Nursing Shortage Leads To New USF St. Petersburg Program
Long before the University of South Florida began efforts to consolidate the accreditations of its three campuses and offer programs system-wide, USF St. Petersburg wanted a nursing program to call its own.
“We have had this on our radar from the time I came here three years ago and I think it was on the radar prior to that as well,” said USFSP Regional Chancellor Martin Tadlock.
That’s mainly due to a need for qualified nurses. While Bureau of Labor statistics show employment of registered nurses is projected to grow 15 percent from 2016 to 2026, the Florida Center for Nursing predicts a nursing shortage statewide of over 50,000 by 2025.
“We know through demand studies that there is a nursing shortage, that we have much more demand for nursing in St. Petersburg and in Pinellas County than we’re able to meet currently,” added Tadlock. “The demand is greater here because of the demographics that we have (in Florida), but there is a shortage nationwide.”
USFSP will begin offering an accelerated second-degree nursing program this fall, with applications opening April 1st.
“The Accelerated Second Degree nursing major is the perfect option for the St. Petersburg and Sarasota-Manatee campuses, because it was created specifically for people who already have a bachelor’s degree in another major,” said Victoria Rich, Dean of the USF College of Nursing and Senior Associate VP of USF Health. “The students we are targeting are educated and focused; they are ready to earn a nursing degree in just four semesters.”
Tadlock said the St. Pete program is designed to have an initial class of 25 to 30 students with the ability to grow over time depending on need. When the Sarasota-Manatee program was announced, Rich said the goal was to graduate as many as 50 nurses per year.
Thanks to an agreement with the city of St. Petersburg, the USFSP program will be located in the Port Terminal Building on 8th Avenue SE, next to the USF College of Marine Science. USF will lease the former home of the Marine Exploration Center for two years at $44,820 a year.
The almost 11,000-square-foot building will be renovated to use as classroom, office and laboratory space.

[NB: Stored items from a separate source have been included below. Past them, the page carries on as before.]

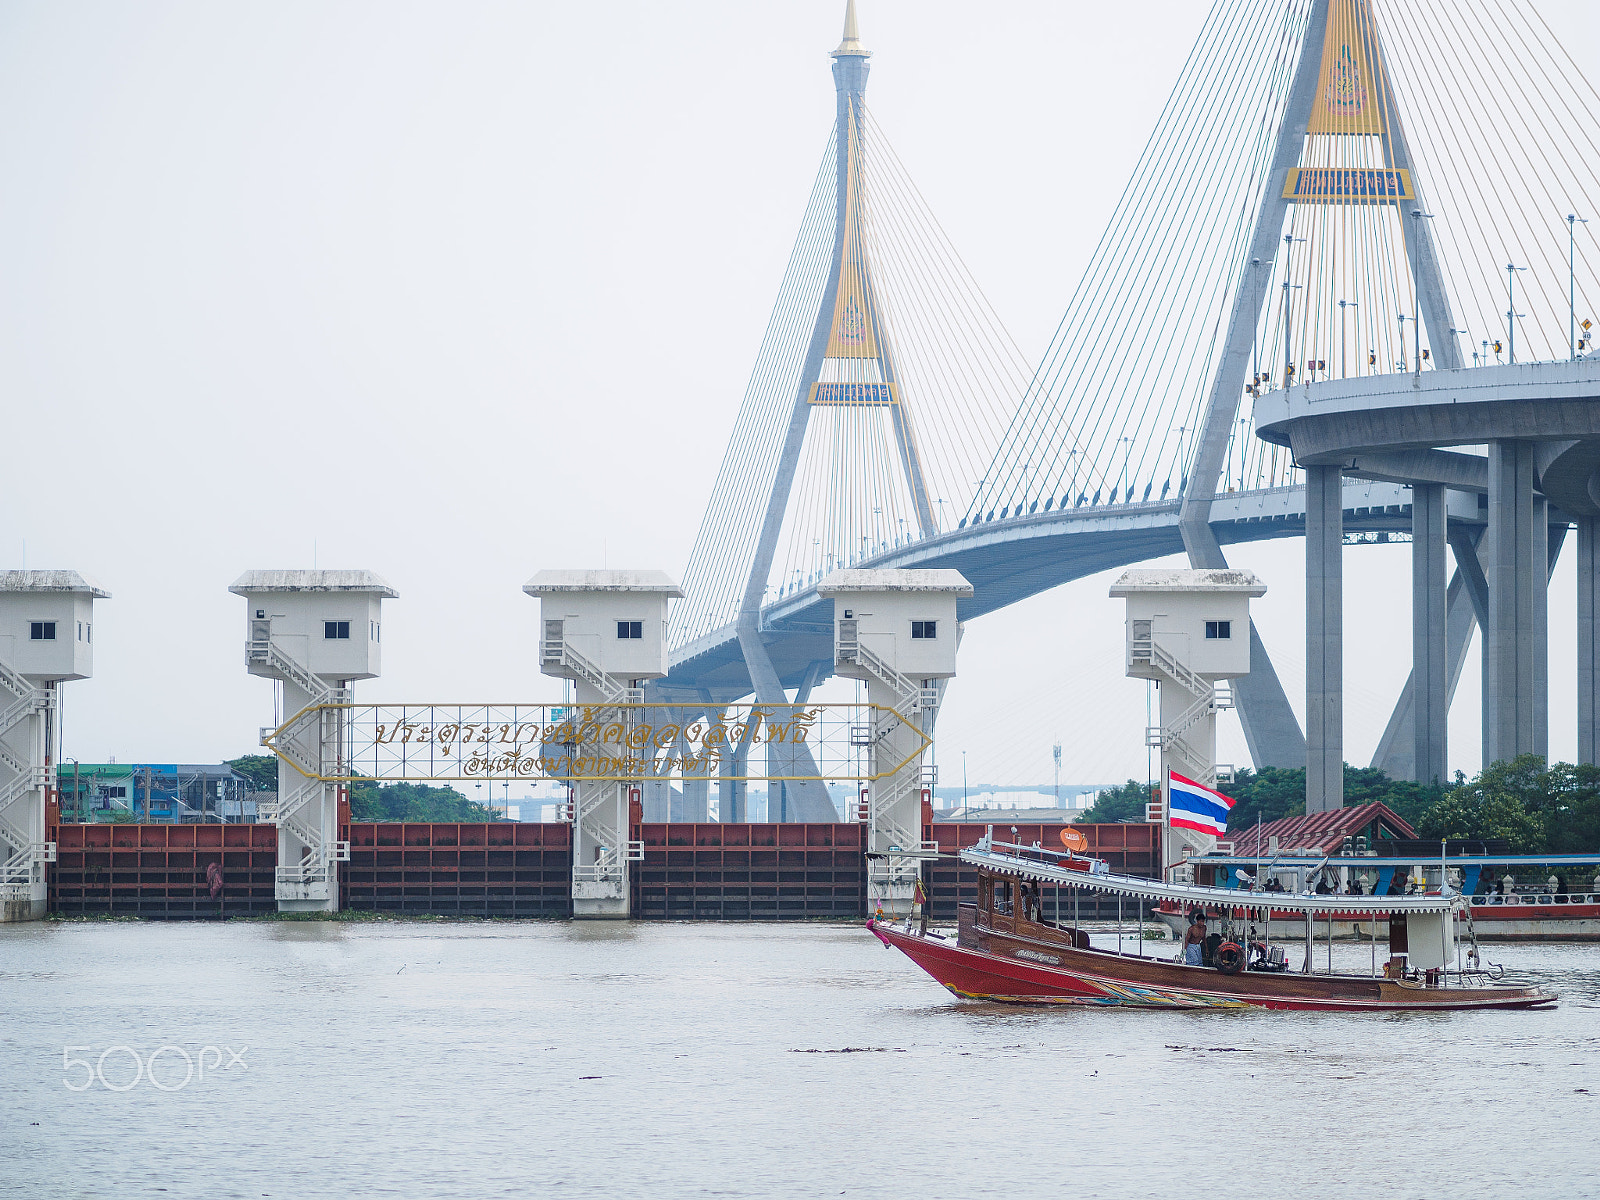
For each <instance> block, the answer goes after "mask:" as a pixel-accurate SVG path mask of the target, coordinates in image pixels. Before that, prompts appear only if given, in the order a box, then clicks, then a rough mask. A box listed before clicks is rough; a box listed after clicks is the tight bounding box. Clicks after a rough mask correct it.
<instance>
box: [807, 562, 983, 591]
mask: <svg viewBox="0 0 1600 1200" xmlns="http://www.w3.org/2000/svg"><path fill="white" fill-rule="evenodd" d="M858 592H944V594H947V595H971V594H973V586H971V584H970V582H966V576H965V574H962V573H960V571H955V570H950V568H928V570H915V568H906V570H894V568H883V570H877V571H862V570H848V571H829V573H827V574H826V576H822V579H821V582H818V586H816V594H818V595H824V597H832V595H854V594H858Z"/></svg>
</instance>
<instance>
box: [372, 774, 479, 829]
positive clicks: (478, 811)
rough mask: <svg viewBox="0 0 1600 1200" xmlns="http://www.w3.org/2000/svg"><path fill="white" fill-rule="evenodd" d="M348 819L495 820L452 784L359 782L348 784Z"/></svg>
mask: <svg viewBox="0 0 1600 1200" xmlns="http://www.w3.org/2000/svg"><path fill="white" fill-rule="evenodd" d="M350 819H352V821H499V819H502V818H501V814H499V813H496V811H493V810H491V808H485V806H483V805H480V803H475V802H472V800H467V797H464V795H462V794H461V792H458V790H456V789H454V787H430V786H429V784H378V782H363V784H355V786H354V787H350Z"/></svg>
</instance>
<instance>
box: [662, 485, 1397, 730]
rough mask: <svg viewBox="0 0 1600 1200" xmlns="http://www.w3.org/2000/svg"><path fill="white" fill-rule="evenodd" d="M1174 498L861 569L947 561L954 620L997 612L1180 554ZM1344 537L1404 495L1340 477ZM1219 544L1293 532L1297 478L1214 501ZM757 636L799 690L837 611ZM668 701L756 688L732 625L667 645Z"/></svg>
mask: <svg viewBox="0 0 1600 1200" xmlns="http://www.w3.org/2000/svg"><path fill="white" fill-rule="evenodd" d="M1179 509H1181V502H1179V501H1166V502H1163V504H1117V506H1099V507H1082V509H1064V510H1056V512H1046V514H1037V515H1027V517H1014V518H1010V520H995V522H982V523H979V525H968V526H965V528H960V530H952V531H949V533H942V534H938V536H934V538H925V539H922V541H915V542H910V544H907V546H899V547H893V549H890V550H885V552H882V554H878V555H874V557H869V558H864V560H861V562H858V563H851V565H853V566H862V568H955V570H958V571H960V573H962V574H965V576H966V578H968V579H970V581H971V584H973V590H974V594H973V597H971V598H970V600H962V602H958V605H957V614H958V616H960V619H962V621H971V619H973V618H978V616H984V614H987V613H994V611H997V610H1000V608H1005V606H1006V605H1014V603H1016V602H1019V600H1026V598H1027V597H1030V595H1037V594H1040V592H1046V590H1050V589H1051V587H1058V586H1059V584H1066V582H1072V581H1074V579H1082V578H1085V576H1090V574H1094V573H1096V571H1109V570H1114V568H1118V566H1133V565H1136V563H1142V562H1150V560H1154V558H1163V557H1166V555H1173V554H1182V552H1184V544H1182V538H1181V536H1179V531H1178V515H1179ZM1344 510H1346V514H1344V528H1346V530H1347V531H1349V533H1374V534H1387V533H1410V530H1411V494H1410V491H1408V490H1406V488H1403V486H1400V485H1395V483H1387V482H1363V480H1347V482H1346V485H1344ZM1211 528H1213V530H1214V533H1216V536H1218V541H1219V542H1221V544H1222V546H1230V544H1237V542H1259V541H1270V539H1275V538H1301V536H1304V533H1306V499H1304V490H1302V488H1299V486H1290V488H1270V490H1262V491H1242V493H1227V494H1224V496H1219V498H1218V499H1216V501H1214V502H1213V506H1211ZM762 640H763V642H765V643H766V648H768V653H770V654H771V659H773V666H774V667H776V669H778V675H779V678H781V680H782V685H784V686H786V688H806V686H808V683H811V685H814V683H816V682H818V680H821V678H826V677H827V675H830V674H832V666H834V608H832V602H830V600H824V598H821V597H819V595H818V594H816V589H814V587H806V589H802V590H795V592H790V594H787V595H784V597H781V598H778V600H774V602H771V603H768V605H765V606H763V608H762ZM653 691H656V693H658V694H659V696H661V698H662V699H664V701H675V699H686V701H690V699H693V701H712V702H731V701H734V699H738V698H741V696H747V694H749V693H750V691H752V686H750V675H749V672H747V669H746V666H744V658H742V654H741V653H739V640H738V635H736V632H734V627H733V626H731V624H730V626H725V627H723V629H718V630H715V632H714V634H709V635H706V637H702V638H698V640H696V642H691V643H688V645H685V646H680V648H677V650H674V651H672V670H670V674H669V675H667V677H666V678H662V680H659V682H658V683H654V685H653Z"/></svg>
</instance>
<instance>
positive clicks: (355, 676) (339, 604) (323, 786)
mask: <svg viewBox="0 0 1600 1200" xmlns="http://www.w3.org/2000/svg"><path fill="white" fill-rule="evenodd" d="M227 590H229V592H232V594H234V595H242V597H245V605H246V610H248V611H246V630H248V632H246V640H245V666H246V669H248V670H250V674H251V675H264V677H266V678H272V680H278V683H280V685H282V688H283V707H282V712H280V714H278V715H280V720H282V722H283V723H288V722H290V720H291V718H293V717H294V715H296V714H299V712H302V710H306V709H310V707H315V706H318V704H330V706H333V704H350V702H352V699H354V693H352V690H350V683H354V682H355V680H358V678H378V674H379V669H381V664H382V653H381V651H382V602H384V600H386V598H390V600H392V598H394V597H395V595H398V592H395V590H394V589H392V587H390V586H389V584H386V582H384V581H382V579H379V578H378V576H376V574H373V573H371V571H245V574H242V576H240V578H238V579H235V581H234V584H232V587H229V589H227ZM344 728H346V723H344V710H342V709H334V707H328V709H323V714H322V720H318V722H307V723H306V725H302V726H301V730H299V731H298V733H296V734H294V736H285V738H280V739H277V742H275V749H278V750H282V754H286V755H288V757H290V758H291V760H293V765H290V763H288V762H283V760H282V758H280V760H278V797H277V800H275V802H274V803H272V805H264V806H261V808H259V810H258V816H259V819H261V821H266V822H277V827H278V877H277V898H278V912H338V909H339V867H338V864H339V862H349V861H350V843H349V842H341V840H339V790H341V786H339V784H325V782H322V779H318V778H317V776H328V774H342V770H339V768H341V765H342V758H344ZM269 733H272V730H262V736H266V734H269Z"/></svg>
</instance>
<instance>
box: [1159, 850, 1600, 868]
mask: <svg viewBox="0 0 1600 1200" xmlns="http://www.w3.org/2000/svg"><path fill="white" fill-rule="evenodd" d="M1438 861H1440V859H1438V854H1432V856H1429V854H1290V853H1286V851H1278V854H1277V856H1275V858H1269V856H1267V854H1259V856H1258V854H1192V856H1190V858H1189V859H1187V866H1190V867H1198V866H1206V867H1211V866H1216V867H1254V866H1259V867H1262V869H1267V867H1269V866H1270V867H1306V866H1318V864H1322V866H1328V867H1363V869H1365V867H1414V866H1426V867H1437V866H1438ZM1445 864H1446V866H1451V867H1488V866H1496V867H1501V866H1504V867H1525V866H1539V867H1582V866H1600V854H1448V856H1446V858H1445Z"/></svg>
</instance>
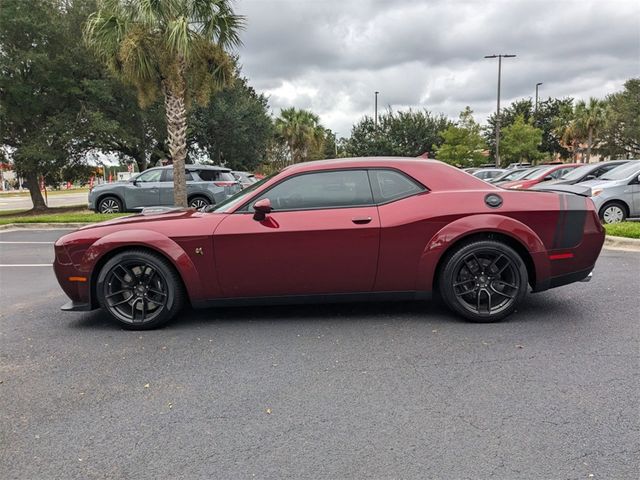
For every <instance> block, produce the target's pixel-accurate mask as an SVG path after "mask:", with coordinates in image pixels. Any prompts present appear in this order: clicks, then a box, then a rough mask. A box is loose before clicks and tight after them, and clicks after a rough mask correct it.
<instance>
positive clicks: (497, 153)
mask: <svg viewBox="0 0 640 480" xmlns="http://www.w3.org/2000/svg"><path fill="white" fill-rule="evenodd" d="M513 57H515V55H507V54H500V55H495V54H494V55H485V56H484V58H497V59H498V108H497V111H496V167H499V166H500V77H501V76H502V59H503V58H513Z"/></svg>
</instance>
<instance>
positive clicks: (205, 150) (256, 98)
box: [189, 76, 273, 170]
mask: <svg viewBox="0 0 640 480" xmlns="http://www.w3.org/2000/svg"><path fill="white" fill-rule="evenodd" d="M189 123H190V125H191V128H190V133H189V143H190V144H197V146H199V147H200V148H201V149H202V150H204V151H205V152H206V153H207V155H208V156H209V158H210V159H211V160H212V161H213V162H214V163H218V164H224V165H225V166H227V167H229V168H232V169H234V170H254V169H255V168H256V167H257V166H258V165H259V164H261V163H262V162H264V161H265V159H266V154H267V149H268V147H269V142H270V141H271V138H272V137H273V122H272V120H271V117H270V115H269V111H268V101H267V98H266V97H265V96H264V95H262V94H260V95H259V94H257V93H256V91H255V90H254V89H253V88H252V87H251V86H249V84H248V83H247V80H246V79H245V78H242V77H240V76H237V77H236V79H235V80H234V82H233V83H232V84H231V85H230V86H228V87H227V88H225V89H224V90H222V91H220V92H217V93H215V94H214V96H213V97H212V99H211V101H210V102H209V103H208V104H207V105H206V106H199V107H196V108H194V109H193V111H192V113H191V116H190V122H189Z"/></svg>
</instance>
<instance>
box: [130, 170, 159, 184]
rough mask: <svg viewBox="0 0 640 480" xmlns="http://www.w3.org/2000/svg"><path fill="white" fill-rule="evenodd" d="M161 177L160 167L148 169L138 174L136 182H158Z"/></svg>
mask: <svg viewBox="0 0 640 480" xmlns="http://www.w3.org/2000/svg"><path fill="white" fill-rule="evenodd" d="M161 177H162V170H161V169H157V170H148V171H146V172H142V173H141V174H140V175H138V176H137V177H136V182H159V181H160V178H161Z"/></svg>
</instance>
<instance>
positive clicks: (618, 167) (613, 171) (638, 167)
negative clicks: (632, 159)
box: [600, 160, 640, 180]
mask: <svg viewBox="0 0 640 480" xmlns="http://www.w3.org/2000/svg"><path fill="white" fill-rule="evenodd" d="M636 172H640V160H635V161H632V162H629V163H624V164H622V165H620V166H619V167H616V168H614V169H613V170H611V171H609V172H607V173H605V174H604V175H603V176H601V177H600V180H624V179H625V178H627V177H630V176H632V175H634V174H635V173H636Z"/></svg>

“We were fortunate to be able to lease the facility from the city as an intact facility that just needs some modifications, which reduces greatly the cost of putting a facility in place to accommodate the nursing lab and the classroom that we need for those students,” said Tadlock.
Students will also learn in the simulation facilities on the USF Tampa campus. Clinical experiences will take place in other locations, including hospitals around St. Petersburg and Pinellas County.
“(USF College of Nursing faculty) are in touch with our colleagues here in the Innovation District of St. Pete, Bayfront Health, BayCare, Johns Hopkins All Children's and various other locations where we have clinical opportunities,” said Tadlock.
Tadlock pointed out that, while this idea has been in the works for a while, it also shows what can be done when USF’s campuses – and the people who work there – cooperate on projects that can serve students and the community.
“This is just one first step in that collaboration of bringing new academic programs to the residents of Pinellas County through the consolidation process where we have one accredited institution, no transferability issues and the ability to bring academic programs offered at Tampa to Pinellas County,” he said.
“We’re in conversation with USFSM about bringing the risk management and hospitality programs here,” Tadlock continued. “We’re in conversation with USF Tampa about engineering-related programming being brought here, also doctoral programs, educational leadership for example…and in the arts, different programs in the arts that we don’t have the capacity to offer right now, but we would love to see them come here.
“In the long run, those will be on what’s called a master academic plan, so for the next five years, we will have a lineup of various programs that we will see come here as a result of the consolidation process,” said Tadlock. “We’re excited about that.”